Blood. Everywhere I looked was blood. I didn’t want to be here, back in my nightmares.
Except they weren’t nightmares. They never had been.
A part of me knew it all along.
I remembered this one. I dreamed about it multiple days in a row. A kitchen, tiled in green. It was quiet, nearly silent, except for the moans coming from the floor.
I held a butcher’s knife in my hand, dripping already.
My victim looked up at me, panic widening his eyes. “Don’t do this. Please. I can get you whatever you want. I can give you a new life, far away from here. Or a hook-up for a cut of the action. No one has to know. Please.” He held his side, where blood oozed around his hand.
Time wasn’t his friend.

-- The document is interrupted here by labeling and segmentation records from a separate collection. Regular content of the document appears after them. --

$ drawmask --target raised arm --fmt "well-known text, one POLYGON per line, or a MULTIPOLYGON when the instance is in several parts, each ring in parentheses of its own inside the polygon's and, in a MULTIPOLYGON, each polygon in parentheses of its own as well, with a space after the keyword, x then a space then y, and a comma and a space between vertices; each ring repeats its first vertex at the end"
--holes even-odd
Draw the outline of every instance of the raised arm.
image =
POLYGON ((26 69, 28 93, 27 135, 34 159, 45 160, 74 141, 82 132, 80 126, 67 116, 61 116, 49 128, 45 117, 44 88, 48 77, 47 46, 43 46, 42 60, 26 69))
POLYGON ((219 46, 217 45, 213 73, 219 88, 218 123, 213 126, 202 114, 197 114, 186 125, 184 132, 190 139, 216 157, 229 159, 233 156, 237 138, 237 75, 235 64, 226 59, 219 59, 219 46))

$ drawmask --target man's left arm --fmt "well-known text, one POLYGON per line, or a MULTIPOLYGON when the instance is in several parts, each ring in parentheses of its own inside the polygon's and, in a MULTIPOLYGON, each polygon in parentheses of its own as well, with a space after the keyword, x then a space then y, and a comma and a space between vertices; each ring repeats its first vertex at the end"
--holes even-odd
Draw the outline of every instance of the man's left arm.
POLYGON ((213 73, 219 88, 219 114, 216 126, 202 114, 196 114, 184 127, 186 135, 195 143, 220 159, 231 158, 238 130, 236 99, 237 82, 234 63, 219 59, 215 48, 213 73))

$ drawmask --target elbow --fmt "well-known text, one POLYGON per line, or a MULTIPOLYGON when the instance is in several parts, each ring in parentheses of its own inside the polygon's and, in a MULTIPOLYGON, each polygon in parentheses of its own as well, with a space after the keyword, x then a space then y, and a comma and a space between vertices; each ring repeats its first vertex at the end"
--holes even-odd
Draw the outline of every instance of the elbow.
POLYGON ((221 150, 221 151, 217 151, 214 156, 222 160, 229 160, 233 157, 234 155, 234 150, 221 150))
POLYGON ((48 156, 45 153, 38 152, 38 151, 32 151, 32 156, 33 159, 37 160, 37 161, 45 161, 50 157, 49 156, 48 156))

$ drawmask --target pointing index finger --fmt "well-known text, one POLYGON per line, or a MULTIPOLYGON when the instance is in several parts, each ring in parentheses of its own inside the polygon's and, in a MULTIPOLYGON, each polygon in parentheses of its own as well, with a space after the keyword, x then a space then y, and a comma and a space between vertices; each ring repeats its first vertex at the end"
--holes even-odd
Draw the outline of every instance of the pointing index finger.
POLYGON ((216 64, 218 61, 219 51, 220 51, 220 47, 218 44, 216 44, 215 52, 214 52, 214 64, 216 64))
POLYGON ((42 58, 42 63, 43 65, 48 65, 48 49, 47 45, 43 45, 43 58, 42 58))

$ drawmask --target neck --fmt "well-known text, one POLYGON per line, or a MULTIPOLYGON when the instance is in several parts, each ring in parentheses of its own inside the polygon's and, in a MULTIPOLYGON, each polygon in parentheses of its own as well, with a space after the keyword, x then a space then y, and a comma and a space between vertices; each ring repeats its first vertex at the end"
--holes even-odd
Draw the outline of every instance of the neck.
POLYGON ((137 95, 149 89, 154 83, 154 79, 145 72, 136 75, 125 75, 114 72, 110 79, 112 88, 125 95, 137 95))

Neither was I. The words I spoke felt like they came from someone else’s mouth, someone else’s mind. “The only thing I want from you is the truth.”
I knelt next to where he lay, starting to gasp for air.
“Your lungs are filling up with blood. You might have time, if I were to leave and call an ambulance right now. You know what I want.” Brandishing the knife toward him, I gripped it tight in my hand.
Something flashed in his gaze, a flicker of realization, and he dropped his hand from his wound. “I can’t tell you the truth, because you’ve always known. You just didn’t want to admit it to yourself.”
You’ve always known.
What was it that I knew? If I reached back in my thoughts far enough, I could almost see a glimpse of it, and then it was gone.
You’ve always known.
I could barely open my eyes enough to see I was still in the warehouse. Everything hurt, so goddamn much. I didn’t feel this awful last time I opened my eyes.
Maybe this would be the end of me. With Winder, I had wished for a time machine, and maybe this was my wish coming true, wrapped up in burlap and chains.
Sleep was overpowering me again, and somewhere in the distance I could hear someone yelling about overdosages. They must have meant me.
It would be so easy to take advantage of their fuck-up, to slip away, to just float on the soft blackness that surrounded me. I could close my eyes and never wake up. Death might ease my aching joints, bring back the things I’d lost. Except.
Except Winder. Winder believed in me, even when I didn’t. When I couldn’t remember, he carried the memories for me. He shouldered the weight, and only ever showed me love. If I gave up now, he’d have to carry that burden as well.
I couldn’t give up. I owed it to Winder. I owed it to myself. After everything, I couldn’t let my brain be my downfall. I couldn’t make it easy for Conrad.
I could bend, and I could crack, but I couldn’t break. Not yet, not now.
I needed to believe in myself like Winder did.
The urge to close my eyes and fade away was so strong. But I couldn’t.
I wouldn’t.
My hand weighed half a ton, and lifting it took all my energy, but I did it anyway. One hand, then the other, until I was on my hands and knees.
Memories or no, I’d finish this. Conrad fucked up when he tracked me, took me, drugged me. He wouldn’t get the satisfaction of watching my last breath, or hearing me cry out, begging for my life.
You couldn’t kill someone who had already come back from the grave.